I looked down at my hands. While I understood the reasoning behind this exercise in wasting my time, it didn’t make the minutes—or questions—any less irritating. “Like what?”
Dr. Hamer picked up her glasses and settled them over the bridge of her nose. “Well, classes have started.” She flipped a page in her folder.
I nodded.
“Anything interesting so far?” She glanced at me over the top of her frames.
I shrugged. “Not really.”
“Ok.” She placed the folder down and folded her hands together again. “When we last met, baseball camp was about to start.
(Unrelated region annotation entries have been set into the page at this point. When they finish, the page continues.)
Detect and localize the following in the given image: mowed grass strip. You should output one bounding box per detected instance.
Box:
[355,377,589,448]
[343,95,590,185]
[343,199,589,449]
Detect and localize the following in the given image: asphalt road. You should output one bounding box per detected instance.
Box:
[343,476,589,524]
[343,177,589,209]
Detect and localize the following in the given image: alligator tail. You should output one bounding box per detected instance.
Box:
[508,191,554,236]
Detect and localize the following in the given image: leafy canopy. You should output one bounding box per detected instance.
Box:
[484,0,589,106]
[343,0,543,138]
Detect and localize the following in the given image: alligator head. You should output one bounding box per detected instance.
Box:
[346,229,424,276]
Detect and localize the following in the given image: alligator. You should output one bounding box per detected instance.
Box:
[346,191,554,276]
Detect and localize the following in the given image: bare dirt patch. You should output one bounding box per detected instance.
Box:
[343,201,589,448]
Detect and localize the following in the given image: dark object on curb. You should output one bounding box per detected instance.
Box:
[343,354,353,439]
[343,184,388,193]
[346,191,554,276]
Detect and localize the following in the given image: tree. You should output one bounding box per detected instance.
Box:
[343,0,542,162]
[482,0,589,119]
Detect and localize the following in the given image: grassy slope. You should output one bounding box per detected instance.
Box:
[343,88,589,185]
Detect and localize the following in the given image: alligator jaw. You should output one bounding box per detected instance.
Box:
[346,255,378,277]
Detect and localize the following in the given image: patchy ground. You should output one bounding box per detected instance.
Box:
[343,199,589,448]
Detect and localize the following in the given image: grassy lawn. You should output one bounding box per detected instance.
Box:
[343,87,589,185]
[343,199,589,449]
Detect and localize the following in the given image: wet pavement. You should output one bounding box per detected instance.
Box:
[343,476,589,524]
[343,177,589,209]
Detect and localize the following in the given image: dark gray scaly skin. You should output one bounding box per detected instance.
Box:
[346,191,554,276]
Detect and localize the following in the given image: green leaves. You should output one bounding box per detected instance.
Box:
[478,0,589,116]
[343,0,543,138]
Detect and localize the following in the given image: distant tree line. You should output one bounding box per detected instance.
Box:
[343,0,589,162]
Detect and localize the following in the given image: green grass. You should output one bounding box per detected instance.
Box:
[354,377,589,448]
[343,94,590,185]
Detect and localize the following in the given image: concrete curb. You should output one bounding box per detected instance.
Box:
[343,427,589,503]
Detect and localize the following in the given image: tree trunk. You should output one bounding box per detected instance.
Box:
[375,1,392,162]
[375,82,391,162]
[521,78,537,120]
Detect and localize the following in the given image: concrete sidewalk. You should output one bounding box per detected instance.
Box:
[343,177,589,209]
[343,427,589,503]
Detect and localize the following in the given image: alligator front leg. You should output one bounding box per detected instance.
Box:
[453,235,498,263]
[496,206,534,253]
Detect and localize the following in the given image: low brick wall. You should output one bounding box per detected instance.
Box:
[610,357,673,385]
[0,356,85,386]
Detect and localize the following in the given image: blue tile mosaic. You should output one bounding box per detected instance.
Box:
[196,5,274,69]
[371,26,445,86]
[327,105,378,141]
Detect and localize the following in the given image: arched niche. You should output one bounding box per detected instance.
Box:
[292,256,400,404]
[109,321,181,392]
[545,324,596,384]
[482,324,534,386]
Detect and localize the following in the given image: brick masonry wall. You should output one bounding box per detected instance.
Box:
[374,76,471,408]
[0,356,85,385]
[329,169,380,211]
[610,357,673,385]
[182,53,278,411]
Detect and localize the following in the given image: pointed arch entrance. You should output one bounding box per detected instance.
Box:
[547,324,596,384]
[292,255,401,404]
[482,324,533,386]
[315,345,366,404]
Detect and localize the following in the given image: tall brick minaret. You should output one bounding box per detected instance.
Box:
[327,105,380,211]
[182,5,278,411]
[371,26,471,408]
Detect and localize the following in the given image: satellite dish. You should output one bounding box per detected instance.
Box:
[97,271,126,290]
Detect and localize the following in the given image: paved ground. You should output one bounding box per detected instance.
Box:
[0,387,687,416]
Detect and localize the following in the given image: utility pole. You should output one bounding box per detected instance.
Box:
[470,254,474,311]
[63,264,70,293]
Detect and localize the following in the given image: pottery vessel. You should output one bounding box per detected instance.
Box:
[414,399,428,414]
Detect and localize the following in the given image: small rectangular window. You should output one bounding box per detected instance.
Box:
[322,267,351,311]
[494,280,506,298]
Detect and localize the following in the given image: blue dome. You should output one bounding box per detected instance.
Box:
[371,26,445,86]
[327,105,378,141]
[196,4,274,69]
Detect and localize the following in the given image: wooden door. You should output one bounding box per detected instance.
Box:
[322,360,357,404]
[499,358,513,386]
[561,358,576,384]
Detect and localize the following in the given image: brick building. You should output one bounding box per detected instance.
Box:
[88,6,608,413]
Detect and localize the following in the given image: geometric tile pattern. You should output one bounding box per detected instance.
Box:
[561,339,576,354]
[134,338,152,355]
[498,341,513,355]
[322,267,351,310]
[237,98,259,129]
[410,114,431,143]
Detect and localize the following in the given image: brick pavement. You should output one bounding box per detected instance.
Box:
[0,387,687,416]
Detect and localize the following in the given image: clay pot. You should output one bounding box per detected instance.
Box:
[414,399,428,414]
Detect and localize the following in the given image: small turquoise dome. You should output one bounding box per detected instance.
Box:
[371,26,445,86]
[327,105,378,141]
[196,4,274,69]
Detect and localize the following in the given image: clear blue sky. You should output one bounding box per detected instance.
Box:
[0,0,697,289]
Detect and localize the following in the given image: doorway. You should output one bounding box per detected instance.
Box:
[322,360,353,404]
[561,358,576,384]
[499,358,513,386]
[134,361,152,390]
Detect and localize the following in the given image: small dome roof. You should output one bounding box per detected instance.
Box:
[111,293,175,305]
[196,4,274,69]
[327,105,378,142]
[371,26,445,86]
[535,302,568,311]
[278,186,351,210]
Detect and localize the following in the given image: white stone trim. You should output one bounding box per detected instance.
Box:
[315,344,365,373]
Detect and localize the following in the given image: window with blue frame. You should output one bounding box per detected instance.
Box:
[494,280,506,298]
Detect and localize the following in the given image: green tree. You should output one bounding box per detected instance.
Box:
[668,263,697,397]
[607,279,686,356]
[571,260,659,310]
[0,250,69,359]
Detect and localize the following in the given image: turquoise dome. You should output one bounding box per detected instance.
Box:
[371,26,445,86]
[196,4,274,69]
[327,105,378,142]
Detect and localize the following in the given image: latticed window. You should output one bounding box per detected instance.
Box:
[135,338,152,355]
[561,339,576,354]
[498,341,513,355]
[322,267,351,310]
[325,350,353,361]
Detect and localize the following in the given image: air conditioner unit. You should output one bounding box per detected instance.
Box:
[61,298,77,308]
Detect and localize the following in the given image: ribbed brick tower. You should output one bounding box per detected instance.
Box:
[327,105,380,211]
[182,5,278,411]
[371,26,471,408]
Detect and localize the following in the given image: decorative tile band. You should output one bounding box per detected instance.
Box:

Was it what you expected?”
“I guess.”
She tilted her head like she was trying to look at me from a different angle. “You met your teammates, I presume.”
“I met the other freshmen competing for a spot on the roster.”
Her mouth tightened and she frowned. Ugh, I needed to give her something positive-sounding.
“And Fendleman, they call him Fens. He’s the captain from last season’s team.”
Her tight expression remained in place. “Have you made any friends?”
One of my callouses on my left palm started to peel. I pulled at the dried skin.
“Mr. Cooper?”
I shrugged but didn't look at her. I knew what she wanted me to say. I'm sure someone like Rally Girl called home and told her parents all about how great everyone was here. How she'd already made so many amazing new friends. But I still didn't want anything to do with this place. It was just somewhere I could play baseball—in the interim.
“You know how this works. If you don’t cooperate?—”
“You’ll put it in the report to the Deputy and my coaches.” I scowled at her. “Sounds . . . voluntary.”
She sighed. “The coaches send me notes, too. But I was hoping we could just.” She laid her hands out on her desk. “Talk.”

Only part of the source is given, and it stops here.